Post-tropical cyclone Sandy has left more than 8.2 million people without power in the northeastern United States.  There is potential for it to impact the election on Tuesday, according to University of Missouri Political Science Professor Peverill Squire.

“We’ll have to see how long it takes to get power restored in a number of places, given that we’ve gone to electronic voting in many places. We’ll have to see whether everybody’s got the power to do it. I think we’ll probably be able to have everything up and running by next week but there may be some questions in a few places.”

Congress could delay the election if needed, but Squire says that is unlikely. “They would have to be having high level discussions right now with leaders of Congress and at this point I don’t think anybody’s ready to do that.”

If the election were delayed in the northeast, it would have to be delayed nationwide. “There is some legal requirement that we do it all at the same time. That’s something that Congress has pushed towards over the last couple of decades.”

He says areas hit by Sandy could certainly see lower voter turnout. “There is a possibility that some places, say West Virginia (that has been hit by a lot of snow) or places where there have been floods, people have been dislocated.

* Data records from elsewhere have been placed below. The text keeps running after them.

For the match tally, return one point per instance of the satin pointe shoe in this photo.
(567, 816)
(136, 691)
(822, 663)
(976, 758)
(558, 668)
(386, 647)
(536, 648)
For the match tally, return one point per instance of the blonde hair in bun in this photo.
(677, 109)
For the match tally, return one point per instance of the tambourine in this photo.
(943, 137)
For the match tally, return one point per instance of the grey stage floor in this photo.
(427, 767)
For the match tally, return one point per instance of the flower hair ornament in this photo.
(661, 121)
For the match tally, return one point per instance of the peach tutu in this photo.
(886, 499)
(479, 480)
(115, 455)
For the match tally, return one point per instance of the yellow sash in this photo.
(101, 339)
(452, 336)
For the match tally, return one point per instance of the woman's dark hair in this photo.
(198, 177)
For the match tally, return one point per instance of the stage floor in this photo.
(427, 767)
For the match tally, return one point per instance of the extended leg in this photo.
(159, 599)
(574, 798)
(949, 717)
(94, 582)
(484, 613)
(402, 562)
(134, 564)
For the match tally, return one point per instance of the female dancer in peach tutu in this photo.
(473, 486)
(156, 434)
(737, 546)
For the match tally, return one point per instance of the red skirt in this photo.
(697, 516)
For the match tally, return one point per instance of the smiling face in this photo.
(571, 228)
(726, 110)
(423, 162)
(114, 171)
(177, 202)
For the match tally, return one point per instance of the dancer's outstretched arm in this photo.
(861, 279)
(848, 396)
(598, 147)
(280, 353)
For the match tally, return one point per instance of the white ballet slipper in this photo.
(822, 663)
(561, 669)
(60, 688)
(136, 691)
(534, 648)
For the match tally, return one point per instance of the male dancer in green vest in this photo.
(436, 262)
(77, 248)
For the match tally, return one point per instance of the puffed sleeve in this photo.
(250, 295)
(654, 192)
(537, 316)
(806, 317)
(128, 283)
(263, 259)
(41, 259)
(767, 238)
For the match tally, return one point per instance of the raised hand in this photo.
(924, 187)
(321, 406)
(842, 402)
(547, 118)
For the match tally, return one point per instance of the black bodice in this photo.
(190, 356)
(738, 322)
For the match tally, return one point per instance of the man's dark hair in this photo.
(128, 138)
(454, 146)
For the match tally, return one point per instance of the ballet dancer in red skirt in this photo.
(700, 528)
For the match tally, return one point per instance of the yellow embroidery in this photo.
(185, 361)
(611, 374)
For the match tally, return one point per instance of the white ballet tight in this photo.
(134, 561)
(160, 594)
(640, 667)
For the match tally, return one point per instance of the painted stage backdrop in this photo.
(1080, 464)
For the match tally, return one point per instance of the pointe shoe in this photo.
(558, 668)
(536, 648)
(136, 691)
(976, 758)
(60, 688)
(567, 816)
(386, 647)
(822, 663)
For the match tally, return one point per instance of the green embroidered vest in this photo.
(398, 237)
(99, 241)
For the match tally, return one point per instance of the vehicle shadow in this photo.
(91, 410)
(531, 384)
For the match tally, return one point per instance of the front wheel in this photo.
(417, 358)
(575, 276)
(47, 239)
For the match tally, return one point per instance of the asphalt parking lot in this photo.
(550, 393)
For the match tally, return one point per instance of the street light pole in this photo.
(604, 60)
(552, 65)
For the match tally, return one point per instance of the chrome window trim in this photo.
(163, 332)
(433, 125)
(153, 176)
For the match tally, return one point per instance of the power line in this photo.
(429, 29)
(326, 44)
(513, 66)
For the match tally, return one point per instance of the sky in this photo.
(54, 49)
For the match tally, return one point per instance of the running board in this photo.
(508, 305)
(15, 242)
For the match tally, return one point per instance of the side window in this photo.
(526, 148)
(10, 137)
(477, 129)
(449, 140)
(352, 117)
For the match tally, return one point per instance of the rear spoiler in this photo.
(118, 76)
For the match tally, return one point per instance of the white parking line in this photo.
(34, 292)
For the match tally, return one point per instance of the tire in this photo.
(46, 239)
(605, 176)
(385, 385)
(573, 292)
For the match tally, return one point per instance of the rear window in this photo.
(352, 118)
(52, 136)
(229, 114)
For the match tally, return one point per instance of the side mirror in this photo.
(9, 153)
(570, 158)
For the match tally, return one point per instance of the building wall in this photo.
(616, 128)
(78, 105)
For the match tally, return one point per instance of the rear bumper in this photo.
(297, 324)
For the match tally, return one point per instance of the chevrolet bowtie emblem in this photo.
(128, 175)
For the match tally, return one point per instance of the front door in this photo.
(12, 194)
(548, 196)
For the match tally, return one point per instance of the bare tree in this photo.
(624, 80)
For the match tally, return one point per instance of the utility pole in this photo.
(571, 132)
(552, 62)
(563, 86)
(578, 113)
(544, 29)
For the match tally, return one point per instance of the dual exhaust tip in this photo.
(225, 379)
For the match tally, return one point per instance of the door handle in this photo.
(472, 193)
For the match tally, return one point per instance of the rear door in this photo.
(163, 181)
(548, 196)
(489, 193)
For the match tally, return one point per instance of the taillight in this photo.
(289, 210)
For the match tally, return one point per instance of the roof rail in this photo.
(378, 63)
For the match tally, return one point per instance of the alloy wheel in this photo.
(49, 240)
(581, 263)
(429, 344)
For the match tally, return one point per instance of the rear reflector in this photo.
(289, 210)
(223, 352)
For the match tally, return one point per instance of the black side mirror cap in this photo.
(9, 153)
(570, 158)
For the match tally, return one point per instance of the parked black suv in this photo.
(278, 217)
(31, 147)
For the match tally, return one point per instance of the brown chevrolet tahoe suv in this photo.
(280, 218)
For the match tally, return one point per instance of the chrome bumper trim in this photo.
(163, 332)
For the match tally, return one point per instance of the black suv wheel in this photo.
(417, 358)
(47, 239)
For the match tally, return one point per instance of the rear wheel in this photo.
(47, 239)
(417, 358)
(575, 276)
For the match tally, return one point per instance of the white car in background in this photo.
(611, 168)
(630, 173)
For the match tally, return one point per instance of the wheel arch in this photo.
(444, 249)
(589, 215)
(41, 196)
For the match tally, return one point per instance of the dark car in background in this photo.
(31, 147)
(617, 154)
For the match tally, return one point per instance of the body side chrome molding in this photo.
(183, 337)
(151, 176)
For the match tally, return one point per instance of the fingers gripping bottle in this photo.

It may be difficult for them to turn out and there are some opportunities for voting officials to expand the time that people have to vote in terms of how long the polls are kept open or make it a little easier to get absentee ballots to people.”

Squire says if the storm results in a lower voter turnout in a few states, he expects any impact on the presidential race to be within the margin of error. “But of course, given how close this race is, I suppose it could have some ability to tip things one way or the other.”